Le mardi 23 juillet, l’Assemblée nationale a approuvé la ratification de l’Accord économique et commercial global et de l’Accord de partenariat stratégique entre l'Union Européenne et le Canada, appelé aussi CETA.


Premier accord économique et commercial global de « nouvelle génération », le CETA a pour ambition de stimuler les échanges commerciaux, soutenir la croissance et l’emploi dans les Etats membres de l’Union Européenne et au Canada :

  • En abaissant ou supprimant les tarifs douaniers et les autres obstacles au commerce entre l'UE et le Canada et en garantissant des conditions de concurrence équitables;

  • En protégeant les normes communes élevées dont s’est dotée l'Europe dans des domaines tels que la sécurité alimentaire, les télécommunications, la propriété intellectuelle ou encore les droits des travailleurs ;

  • En développant des exigences communes de protection de l’environnement, de reconnaissance des compétences et qualifications professionnelles, de transparence.


Une opportunité économique et stratégique pour la France.


Le CETA est avant tout un accord avec un partenaire économique important. Le commerce avec le Canada représente ainsi près de 60 milliards d’euros d’échanges par an, l’UE y investit chaque année plus de 200 milliards d’euros. C’est également un accord avec un pays qui nous est proche, avec lequel nous partageons un socle de valeurs communes et des liens historiques et culturels très forts.
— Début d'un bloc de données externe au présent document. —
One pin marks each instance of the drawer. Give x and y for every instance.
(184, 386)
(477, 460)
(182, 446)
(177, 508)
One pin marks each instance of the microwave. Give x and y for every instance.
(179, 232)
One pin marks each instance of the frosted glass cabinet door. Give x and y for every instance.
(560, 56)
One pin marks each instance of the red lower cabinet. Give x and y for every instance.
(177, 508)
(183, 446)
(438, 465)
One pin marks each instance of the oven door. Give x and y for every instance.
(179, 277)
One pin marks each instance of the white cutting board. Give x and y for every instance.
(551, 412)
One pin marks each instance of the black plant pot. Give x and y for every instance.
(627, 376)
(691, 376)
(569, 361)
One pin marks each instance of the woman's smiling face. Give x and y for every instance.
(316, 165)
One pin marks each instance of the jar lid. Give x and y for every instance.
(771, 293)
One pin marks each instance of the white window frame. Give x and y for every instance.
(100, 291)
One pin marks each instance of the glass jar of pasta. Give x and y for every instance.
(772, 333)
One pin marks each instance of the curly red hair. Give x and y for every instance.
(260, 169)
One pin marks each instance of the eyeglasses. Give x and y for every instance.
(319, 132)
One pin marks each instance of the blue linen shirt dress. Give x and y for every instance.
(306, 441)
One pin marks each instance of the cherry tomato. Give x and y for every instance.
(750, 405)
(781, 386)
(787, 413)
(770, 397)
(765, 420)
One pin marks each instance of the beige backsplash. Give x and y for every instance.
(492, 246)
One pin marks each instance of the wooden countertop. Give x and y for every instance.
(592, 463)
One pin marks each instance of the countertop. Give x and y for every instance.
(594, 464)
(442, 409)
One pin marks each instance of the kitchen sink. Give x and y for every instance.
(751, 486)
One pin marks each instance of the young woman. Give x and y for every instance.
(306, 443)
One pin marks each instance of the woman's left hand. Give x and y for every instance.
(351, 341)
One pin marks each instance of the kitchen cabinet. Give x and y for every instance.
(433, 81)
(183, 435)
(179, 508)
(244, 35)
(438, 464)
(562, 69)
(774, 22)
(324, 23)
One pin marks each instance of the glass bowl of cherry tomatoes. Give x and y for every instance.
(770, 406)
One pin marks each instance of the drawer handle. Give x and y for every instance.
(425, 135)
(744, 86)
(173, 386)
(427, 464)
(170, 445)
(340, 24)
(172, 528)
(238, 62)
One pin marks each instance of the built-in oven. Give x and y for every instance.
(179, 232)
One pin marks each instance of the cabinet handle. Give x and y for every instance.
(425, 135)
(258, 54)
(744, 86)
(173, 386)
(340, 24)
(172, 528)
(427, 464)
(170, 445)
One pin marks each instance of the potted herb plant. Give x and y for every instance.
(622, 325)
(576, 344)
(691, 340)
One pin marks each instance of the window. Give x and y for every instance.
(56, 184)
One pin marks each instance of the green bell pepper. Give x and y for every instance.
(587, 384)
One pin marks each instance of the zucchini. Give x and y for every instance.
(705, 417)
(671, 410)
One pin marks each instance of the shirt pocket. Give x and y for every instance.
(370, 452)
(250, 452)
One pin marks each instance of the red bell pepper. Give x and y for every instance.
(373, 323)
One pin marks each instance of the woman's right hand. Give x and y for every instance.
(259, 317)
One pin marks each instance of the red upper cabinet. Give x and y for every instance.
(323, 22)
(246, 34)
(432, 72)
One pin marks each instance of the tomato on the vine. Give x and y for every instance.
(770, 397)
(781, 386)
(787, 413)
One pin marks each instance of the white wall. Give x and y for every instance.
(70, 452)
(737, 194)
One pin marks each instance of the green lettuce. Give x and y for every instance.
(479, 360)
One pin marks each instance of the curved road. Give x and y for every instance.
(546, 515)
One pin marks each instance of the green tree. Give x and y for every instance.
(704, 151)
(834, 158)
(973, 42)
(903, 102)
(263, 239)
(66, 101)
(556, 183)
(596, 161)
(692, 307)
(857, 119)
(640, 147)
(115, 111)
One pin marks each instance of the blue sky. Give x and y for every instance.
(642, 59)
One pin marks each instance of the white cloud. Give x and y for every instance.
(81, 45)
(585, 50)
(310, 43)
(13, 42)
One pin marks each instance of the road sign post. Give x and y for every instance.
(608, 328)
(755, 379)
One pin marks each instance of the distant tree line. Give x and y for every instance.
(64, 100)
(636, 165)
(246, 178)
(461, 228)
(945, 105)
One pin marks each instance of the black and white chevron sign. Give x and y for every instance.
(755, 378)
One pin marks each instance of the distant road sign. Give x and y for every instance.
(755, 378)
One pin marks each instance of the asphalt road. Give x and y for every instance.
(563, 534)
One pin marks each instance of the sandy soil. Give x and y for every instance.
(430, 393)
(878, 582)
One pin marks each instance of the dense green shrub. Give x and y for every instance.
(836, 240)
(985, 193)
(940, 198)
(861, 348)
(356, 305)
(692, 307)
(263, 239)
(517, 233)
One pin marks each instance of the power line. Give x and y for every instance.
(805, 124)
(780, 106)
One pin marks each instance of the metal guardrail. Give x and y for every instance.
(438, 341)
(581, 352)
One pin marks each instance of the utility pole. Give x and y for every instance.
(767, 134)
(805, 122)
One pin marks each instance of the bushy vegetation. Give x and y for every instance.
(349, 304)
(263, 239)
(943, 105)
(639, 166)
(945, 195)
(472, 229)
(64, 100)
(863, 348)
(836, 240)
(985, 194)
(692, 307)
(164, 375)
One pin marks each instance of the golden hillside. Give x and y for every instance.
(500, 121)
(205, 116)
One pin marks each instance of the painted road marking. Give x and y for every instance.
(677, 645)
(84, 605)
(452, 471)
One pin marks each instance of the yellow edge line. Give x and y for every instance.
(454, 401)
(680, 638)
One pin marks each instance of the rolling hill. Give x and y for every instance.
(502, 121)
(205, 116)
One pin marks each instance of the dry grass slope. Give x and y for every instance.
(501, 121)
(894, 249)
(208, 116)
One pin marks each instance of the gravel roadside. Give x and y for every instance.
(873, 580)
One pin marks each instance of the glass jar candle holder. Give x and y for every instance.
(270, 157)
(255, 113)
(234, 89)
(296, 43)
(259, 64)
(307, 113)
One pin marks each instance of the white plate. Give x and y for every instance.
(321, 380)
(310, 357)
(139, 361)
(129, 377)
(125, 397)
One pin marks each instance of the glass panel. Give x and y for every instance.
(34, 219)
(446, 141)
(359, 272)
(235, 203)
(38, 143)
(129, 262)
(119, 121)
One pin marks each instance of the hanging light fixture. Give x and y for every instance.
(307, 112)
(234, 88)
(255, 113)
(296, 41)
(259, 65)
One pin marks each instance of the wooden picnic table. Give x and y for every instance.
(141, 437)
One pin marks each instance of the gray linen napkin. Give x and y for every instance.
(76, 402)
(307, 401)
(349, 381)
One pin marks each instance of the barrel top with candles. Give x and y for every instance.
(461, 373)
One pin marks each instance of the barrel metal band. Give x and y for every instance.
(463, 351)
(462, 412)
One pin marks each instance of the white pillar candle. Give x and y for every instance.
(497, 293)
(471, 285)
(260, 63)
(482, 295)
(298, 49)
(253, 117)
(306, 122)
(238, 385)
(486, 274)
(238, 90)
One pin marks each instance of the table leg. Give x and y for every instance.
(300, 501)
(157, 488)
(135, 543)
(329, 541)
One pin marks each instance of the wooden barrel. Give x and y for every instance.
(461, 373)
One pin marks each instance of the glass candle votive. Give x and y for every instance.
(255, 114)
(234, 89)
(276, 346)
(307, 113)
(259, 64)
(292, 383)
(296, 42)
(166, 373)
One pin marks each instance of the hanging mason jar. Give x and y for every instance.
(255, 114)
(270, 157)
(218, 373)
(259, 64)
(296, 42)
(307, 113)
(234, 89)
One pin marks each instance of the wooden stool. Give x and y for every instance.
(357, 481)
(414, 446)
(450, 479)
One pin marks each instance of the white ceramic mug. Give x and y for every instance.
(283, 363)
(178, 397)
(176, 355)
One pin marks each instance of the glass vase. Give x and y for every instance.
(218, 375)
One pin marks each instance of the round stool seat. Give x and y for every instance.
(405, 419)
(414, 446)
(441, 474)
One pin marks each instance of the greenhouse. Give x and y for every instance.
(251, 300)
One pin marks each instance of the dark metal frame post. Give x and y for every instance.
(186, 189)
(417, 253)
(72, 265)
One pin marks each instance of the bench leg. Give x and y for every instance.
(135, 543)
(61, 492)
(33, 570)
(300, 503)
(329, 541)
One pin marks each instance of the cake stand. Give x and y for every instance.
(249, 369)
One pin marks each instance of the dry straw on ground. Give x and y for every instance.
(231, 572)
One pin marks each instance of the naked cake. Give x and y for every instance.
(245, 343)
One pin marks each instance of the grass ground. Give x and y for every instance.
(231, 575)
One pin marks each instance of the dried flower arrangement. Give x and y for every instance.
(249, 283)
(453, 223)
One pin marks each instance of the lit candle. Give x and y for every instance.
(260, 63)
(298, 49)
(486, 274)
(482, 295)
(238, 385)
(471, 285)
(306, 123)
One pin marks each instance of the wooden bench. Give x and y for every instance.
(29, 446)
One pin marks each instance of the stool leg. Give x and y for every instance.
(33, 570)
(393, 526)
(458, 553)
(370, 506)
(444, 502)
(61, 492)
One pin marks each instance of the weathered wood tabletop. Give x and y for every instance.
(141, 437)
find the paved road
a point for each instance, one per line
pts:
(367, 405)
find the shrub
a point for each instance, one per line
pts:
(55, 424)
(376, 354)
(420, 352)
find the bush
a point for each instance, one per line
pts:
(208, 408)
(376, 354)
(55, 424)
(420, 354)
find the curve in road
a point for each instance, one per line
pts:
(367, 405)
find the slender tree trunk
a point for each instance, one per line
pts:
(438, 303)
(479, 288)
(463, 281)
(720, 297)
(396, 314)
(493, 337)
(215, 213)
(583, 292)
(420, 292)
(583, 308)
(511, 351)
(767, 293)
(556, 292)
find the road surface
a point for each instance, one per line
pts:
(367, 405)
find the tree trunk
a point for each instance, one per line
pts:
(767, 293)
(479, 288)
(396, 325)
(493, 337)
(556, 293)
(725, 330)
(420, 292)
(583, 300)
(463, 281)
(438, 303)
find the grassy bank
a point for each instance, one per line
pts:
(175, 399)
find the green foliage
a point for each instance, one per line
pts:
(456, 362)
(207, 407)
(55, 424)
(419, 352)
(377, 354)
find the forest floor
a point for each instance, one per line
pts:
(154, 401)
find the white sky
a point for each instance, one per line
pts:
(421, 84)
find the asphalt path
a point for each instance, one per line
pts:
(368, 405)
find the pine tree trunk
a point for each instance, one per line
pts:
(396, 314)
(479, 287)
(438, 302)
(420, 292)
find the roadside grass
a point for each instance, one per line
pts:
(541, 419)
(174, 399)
Le CETA est l’expression de l’ambition européenne à soutenir ses entreprises et promouvoir leurs savoir-faire, en renforçant leur compétitivité et en leur ouvrant un nouveau marché dynamique. Après deux ans de mise en œuvre provisoire les exportations françaises vers le Canada ont déjà augmenté de 6,6% tandis que la balance commerciale de l’UE est passée de 39,7 à 455 millions d’euros.

Cependant il serait réducteur de ne voir dans le CETA qu’un simple accord économique.


Un accord pour garantir le respect des exigences environnementales européennes.


Le développement du commerce international a été, au cours des dernières décennies, un outil de développement essentiel pour de nombreux pays, participant notamment à réduire la pauvreté dans le monde (la population mondiale touchée par l’extrême pauvreté est passée en 40 ans de 2 milliards à 700 millions de personnes). Le CETA participe de ce mouvement.


Cependant, à l’heure où la lutte contre le dérèglement climatique doit devenir une urgence du quotidien, les accords commerciaux ne peuvent plus simplement organiser la course à la croissance et au profit, ils doivent devenir des leviers de la transition écologique.


Dans un monde désorganisé, dont les institutions internationales connaissent une crise profonde et où la loi du plus fort prend toujours plus le pas sur le dialogue et le multilatéralisme, les accords commerciaux de nouvelle génération sont l’outil le plus efficace pour défendre nos normes. Ils sont la solution la plus pragmatique de peser auprès de nos partenaires afin de garantir le respect des exigences environnementales européennes.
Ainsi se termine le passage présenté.